A Bloodthirsty Public Finds the Villains We Want
The national mood demands businessmen in handcuffs. And here's one already: Federal agents have arrested Bernie Madoff, the 70-year-old founder of a Wall Street brokerage, accusing him of bilking $50 billion from investors.
The Oedipal twist: Madoff's own sons, Andrew and Mark, turned Madoff in after he told them that the money-management arm of his firm, which ran hedge funds for wealthy investors, was "a giant Ponzi scheme." That term gets thrown around a lot, so we'll remind you of what it actually means: A scheme in which current investors are paid outsized returns not from investing profits but from money put in by new investors.
That is, according to an FBI agent's complaint, exactly what Madoff did:
deceived investors by operating a securities business in which he traded and lost investor money, and then paid certain investors purported returns on investment with the principal received from other, different investors, which resulted in losses of approximately billions of dollars.
All goes well in this kind of scheme until the money stops flowing in. Madoff told his sons that customers had sought to withdraw $7 billion, and he did not know if he could come up with the cash.
Madoff's lawyer, Dan Horwitz, touted his client's "unblemished record" to the Wall Street Journal. But rivals on Wall Street have questioned his curiously steady returns for years.
The complaints against Madoff are shocking. But mostly for the simplicity of the alleged swindle. A Ponzi scheme, in this day and age? It show the need for better hedge-fund regulation — boring! This was a rich-on-rich crime.

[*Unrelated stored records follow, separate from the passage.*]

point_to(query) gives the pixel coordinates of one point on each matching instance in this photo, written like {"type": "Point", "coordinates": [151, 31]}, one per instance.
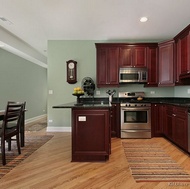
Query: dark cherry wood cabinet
{"type": "Point", "coordinates": [115, 120]}
{"type": "Point", "coordinates": [166, 63]}
{"type": "Point", "coordinates": [91, 138]}
{"type": "Point", "coordinates": [182, 41]}
{"type": "Point", "coordinates": [180, 131]}
{"type": "Point", "coordinates": [152, 65]}
{"type": "Point", "coordinates": [157, 119]}
{"type": "Point", "coordinates": [168, 130]}
{"type": "Point", "coordinates": [107, 65]}
{"type": "Point", "coordinates": [177, 125]}
{"type": "Point", "coordinates": [132, 56]}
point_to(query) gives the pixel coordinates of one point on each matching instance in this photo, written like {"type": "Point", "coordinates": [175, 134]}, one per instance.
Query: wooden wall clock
{"type": "Point", "coordinates": [71, 71]}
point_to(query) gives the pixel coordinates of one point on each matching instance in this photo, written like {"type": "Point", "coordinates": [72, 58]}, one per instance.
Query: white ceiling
{"type": "Point", "coordinates": [37, 21]}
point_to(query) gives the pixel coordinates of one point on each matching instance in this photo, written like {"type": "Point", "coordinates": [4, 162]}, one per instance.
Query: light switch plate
{"type": "Point", "coordinates": [82, 118]}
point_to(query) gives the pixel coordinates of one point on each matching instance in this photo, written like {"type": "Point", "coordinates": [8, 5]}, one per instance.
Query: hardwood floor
{"type": "Point", "coordinates": [50, 167]}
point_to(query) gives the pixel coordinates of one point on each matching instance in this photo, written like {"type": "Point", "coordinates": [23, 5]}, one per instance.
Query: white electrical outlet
{"type": "Point", "coordinates": [50, 91]}
{"type": "Point", "coordinates": [97, 92]}
{"type": "Point", "coordinates": [82, 118]}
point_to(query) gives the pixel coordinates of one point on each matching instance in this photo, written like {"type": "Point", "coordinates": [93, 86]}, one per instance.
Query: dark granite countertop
{"type": "Point", "coordinates": [97, 102]}
{"type": "Point", "coordinates": [83, 105]}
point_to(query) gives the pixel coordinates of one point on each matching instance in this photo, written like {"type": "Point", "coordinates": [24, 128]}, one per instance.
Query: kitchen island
{"type": "Point", "coordinates": [91, 135]}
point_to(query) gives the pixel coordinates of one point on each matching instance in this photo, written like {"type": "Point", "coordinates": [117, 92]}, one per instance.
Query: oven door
{"type": "Point", "coordinates": [135, 118]}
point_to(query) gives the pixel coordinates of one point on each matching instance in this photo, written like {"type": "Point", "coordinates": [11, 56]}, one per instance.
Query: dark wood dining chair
{"type": "Point", "coordinates": [22, 125]}
{"type": "Point", "coordinates": [11, 127]}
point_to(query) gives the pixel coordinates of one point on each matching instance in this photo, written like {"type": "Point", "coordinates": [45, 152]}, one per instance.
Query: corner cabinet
{"type": "Point", "coordinates": [166, 63]}
{"type": "Point", "coordinates": [183, 55]}
{"type": "Point", "coordinates": [177, 125]}
{"type": "Point", "coordinates": [152, 65]}
{"type": "Point", "coordinates": [91, 138]}
{"type": "Point", "coordinates": [107, 70]}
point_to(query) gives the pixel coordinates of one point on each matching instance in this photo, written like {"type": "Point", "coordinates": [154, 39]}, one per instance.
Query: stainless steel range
{"type": "Point", "coordinates": [135, 115]}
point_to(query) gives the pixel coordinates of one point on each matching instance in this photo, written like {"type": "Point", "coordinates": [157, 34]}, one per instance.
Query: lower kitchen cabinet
{"type": "Point", "coordinates": [177, 125]}
{"type": "Point", "coordinates": [91, 138]}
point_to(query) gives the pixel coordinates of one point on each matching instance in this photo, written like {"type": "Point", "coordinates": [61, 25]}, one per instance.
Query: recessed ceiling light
{"type": "Point", "coordinates": [143, 19]}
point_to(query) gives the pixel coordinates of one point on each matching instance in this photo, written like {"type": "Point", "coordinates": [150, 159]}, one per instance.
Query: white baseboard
{"type": "Point", "coordinates": [58, 129]}
{"type": "Point", "coordinates": [35, 118]}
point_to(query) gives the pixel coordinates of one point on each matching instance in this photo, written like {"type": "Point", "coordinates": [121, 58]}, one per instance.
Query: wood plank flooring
{"type": "Point", "coordinates": [51, 167]}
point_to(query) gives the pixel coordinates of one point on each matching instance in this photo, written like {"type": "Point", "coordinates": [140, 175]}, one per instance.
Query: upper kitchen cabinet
{"type": "Point", "coordinates": [166, 63]}
{"type": "Point", "coordinates": [152, 65]}
{"type": "Point", "coordinates": [107, 65]}
{"type": "Point", "coordinates": [183, 56]}
{"type": "Point", "coordinates": [132, 56]}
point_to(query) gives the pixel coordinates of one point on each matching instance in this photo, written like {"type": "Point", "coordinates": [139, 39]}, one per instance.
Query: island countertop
{"type": "Point", "coordinates": [83, 105]}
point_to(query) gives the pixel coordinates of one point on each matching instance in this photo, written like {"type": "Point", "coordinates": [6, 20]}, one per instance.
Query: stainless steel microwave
{"type": "Point", "coordinates": [133, 75]}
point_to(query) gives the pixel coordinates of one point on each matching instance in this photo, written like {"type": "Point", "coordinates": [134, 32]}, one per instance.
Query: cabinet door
{"type": "Point", "coordinates": [139, 57]}
{"type": "Point", "coordinates": [107, 66]}
{"type": "Point", "coordinates": [166, 64]}
{"type": "Point", "coordinates": [90, 134]}
{"type": "Point", "coordinates": [115, 120]}
{"type": "Point", "coordinates": [152, 65]}
{"type": "Point", "coordinates": [132, 56]}
{"type": "Point", "coordinates": [157, 120]}
{"type": "Point", "coordinates": [180, 131]}
{"type": "Point", "coordinates": [183, 55]}
{"type": "Point", "coordinates": [168, 131]}
{"type": "Point", "coordinates": [125, 56]}
{"type": "Point", "coordinates": [112, 66]}
{"type": "Point", "coordinates": [101, 66]}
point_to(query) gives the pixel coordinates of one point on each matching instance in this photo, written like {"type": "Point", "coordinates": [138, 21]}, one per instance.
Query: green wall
{"type": "Point", "coordinates": [22, 80]}
{"type": "Point", "coordinates": [84, 52]}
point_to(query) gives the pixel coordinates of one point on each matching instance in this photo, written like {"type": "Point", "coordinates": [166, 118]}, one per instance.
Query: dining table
{"type": "Point", "coordinates": [22, 126]}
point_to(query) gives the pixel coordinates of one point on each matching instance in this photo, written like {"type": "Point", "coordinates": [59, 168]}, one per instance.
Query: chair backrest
{"type": "Point", "coordinates": [13, 114]}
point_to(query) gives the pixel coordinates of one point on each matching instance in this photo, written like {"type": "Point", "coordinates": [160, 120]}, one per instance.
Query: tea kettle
{"type": "Point", "coordinates": [110, 95]}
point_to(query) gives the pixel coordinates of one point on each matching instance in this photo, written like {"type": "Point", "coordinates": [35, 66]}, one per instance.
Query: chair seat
{"type": "Point", "coordinates": [9, 125]}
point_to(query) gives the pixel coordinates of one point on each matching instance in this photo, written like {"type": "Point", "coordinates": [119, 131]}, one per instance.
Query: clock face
{"type": "Point", "coordinates": [71, 65]}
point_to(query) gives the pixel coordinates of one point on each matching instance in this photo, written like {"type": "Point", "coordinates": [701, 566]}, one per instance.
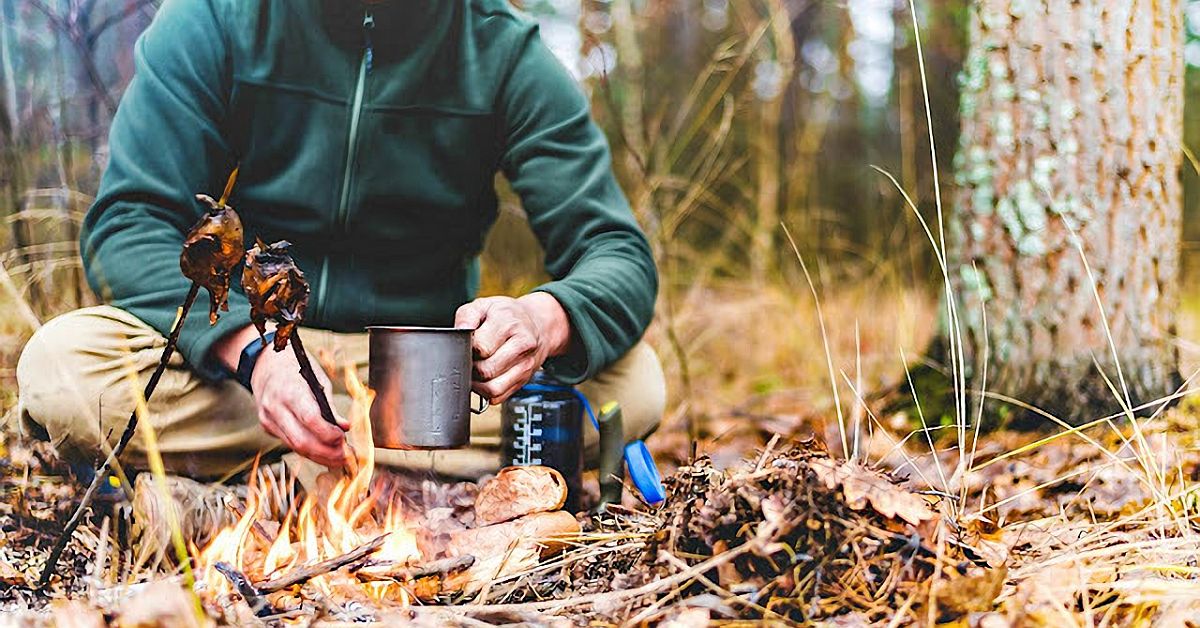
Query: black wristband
{"type": "Point", "coordinates": [250, 358]}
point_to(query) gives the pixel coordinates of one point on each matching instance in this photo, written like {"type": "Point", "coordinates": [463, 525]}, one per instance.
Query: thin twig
{"type": "Point", "coordinates": [417, 572]}
{"type": "Point", "coordinates": [126, 436]}
{"type": "Point", "coordinates": [310, 377]}
{"type": "Point", "coordinates": [309, 572]}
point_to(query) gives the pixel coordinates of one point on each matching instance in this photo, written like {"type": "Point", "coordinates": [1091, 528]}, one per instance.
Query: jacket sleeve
{"type": "Point", "coordinates": [166, 145]}
{"type": "Point", "coordinates": [558, 161]}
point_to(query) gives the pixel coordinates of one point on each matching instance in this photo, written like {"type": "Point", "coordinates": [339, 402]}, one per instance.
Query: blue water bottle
{"type": "Point", "coordinates": [543, 424]}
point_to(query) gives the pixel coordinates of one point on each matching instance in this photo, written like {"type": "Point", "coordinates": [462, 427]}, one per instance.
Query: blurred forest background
{"type": "Point", "coordinates": [727, 118]}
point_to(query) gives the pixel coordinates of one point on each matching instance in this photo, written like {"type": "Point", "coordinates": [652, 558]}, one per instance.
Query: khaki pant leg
{"type": "Point", "coordinates": [635, 381]}
{"type": "Point", "coordinates": [75, 381]}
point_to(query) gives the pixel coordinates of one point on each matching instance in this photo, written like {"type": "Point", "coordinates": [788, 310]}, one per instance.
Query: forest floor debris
{"type": "Point", "coordinates": [1067, 531]}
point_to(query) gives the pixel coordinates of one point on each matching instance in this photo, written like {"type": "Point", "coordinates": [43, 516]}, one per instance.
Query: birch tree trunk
{"type": "Point", "coordinates": [1072, 115]}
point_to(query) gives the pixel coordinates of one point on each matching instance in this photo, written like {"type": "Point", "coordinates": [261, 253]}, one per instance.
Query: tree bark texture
{"type": "Point", "coordinates": [1072, 115]}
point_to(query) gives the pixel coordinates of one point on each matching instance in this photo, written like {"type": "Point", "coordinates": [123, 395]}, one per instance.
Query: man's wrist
{"type": "Point", "coordinates": [228, 350]}
{"type": "Point", "coordinates": [553, 323]}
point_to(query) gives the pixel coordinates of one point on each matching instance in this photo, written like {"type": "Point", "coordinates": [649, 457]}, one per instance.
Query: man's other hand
{"type": "Point", "coordinates": [513, 339]}
{"type": "Point", "coordinates": [286, 406]}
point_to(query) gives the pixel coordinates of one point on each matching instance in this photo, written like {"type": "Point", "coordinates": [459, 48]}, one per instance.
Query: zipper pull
{"type": "Point", "coordinates": [367, 27]}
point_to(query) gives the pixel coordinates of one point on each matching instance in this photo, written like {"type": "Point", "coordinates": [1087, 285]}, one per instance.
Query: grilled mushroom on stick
{"type": "Point", "coordinates": [279, 292]}
{"type": "Point", "coordinates": [211, 250]}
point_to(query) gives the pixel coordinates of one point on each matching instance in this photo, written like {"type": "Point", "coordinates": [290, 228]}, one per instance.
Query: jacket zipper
{"type": "Point", "coordinates": [352, 145]}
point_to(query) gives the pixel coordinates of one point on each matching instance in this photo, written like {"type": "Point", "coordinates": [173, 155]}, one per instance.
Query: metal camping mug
{"type": "Point", "coordinates": [421, 380]}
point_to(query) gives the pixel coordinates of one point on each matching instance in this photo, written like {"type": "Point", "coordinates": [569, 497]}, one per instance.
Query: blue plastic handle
{"type": "Point", "coordinates": [639, 460]}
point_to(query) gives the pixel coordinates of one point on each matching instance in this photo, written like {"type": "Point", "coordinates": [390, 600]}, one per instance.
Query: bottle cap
{"type": "Point", "coordinates": [643, 472]}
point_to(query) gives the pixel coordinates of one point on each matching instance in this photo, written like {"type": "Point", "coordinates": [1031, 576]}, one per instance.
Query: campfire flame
{"type": "Point", "coordinates": [340, 516]}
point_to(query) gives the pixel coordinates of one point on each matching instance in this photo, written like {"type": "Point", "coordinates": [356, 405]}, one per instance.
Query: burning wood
{"type": "Point", "coordinates": [349, 542]}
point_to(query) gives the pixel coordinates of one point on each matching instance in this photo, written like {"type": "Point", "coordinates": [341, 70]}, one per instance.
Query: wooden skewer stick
{"type": "Point", "coordinates": [310, 377]}
{"type": "Point", "coordinates": [126, 436]}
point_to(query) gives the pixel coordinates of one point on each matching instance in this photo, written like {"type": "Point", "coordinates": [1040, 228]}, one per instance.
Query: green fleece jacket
{"type": "Point", "coordinates": [369, 135]}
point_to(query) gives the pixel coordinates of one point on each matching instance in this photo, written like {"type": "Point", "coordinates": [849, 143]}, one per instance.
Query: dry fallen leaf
{"type": "Point", "coordinates": [863, 486]}
{"type": "Point", "coordinates": [971, 593]}
{"type": "Point", "coordinates": [276, 288]}
{"type": "Point", "coordinates": [11, 575]}
{"type": "Point", "coordinates": [519, 491]}
{"type": "Point", "coordinates": [509, 548]}
{"type": "Point", "coordinates": [161, 604]}
{"type": "Point", "coordinates": [211, 250]}
{"type": "Point", "coordinates": [75, 614]}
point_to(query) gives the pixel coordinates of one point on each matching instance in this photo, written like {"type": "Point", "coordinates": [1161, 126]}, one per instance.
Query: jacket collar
{"type": "Point", "coordinates": [400, 25]}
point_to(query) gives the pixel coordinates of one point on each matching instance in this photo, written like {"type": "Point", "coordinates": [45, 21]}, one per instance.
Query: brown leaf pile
{"type": "Point", "coordinates": [808, 537]}
{"type": "Point", "coordinates": [211, 250]}
{"type": "Point", "coordinates": [276, 288]}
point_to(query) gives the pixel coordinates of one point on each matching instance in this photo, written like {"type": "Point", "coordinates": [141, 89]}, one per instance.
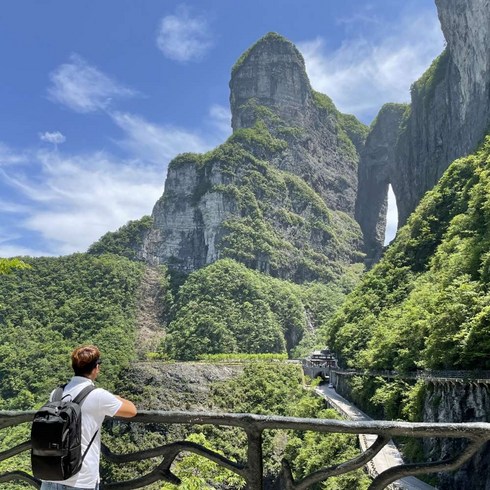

The case of Marc Dreier, a lawyer recently arrested on allegations of a $380 million hedge-fund fraud, is far more compelling, with faked-up websites and multiple cell phones. Prosecutors say he tried to sell fake debt instruments to a pension fund.
It all points to a much-needed sweep of the hedge-fund world. But neither Madoff nor Dreier seem to have played a significant role in the housing bubble that could end with 8 million homes in foreclosure. Yeah, the feds got their men. But we didn't get our scapegoats.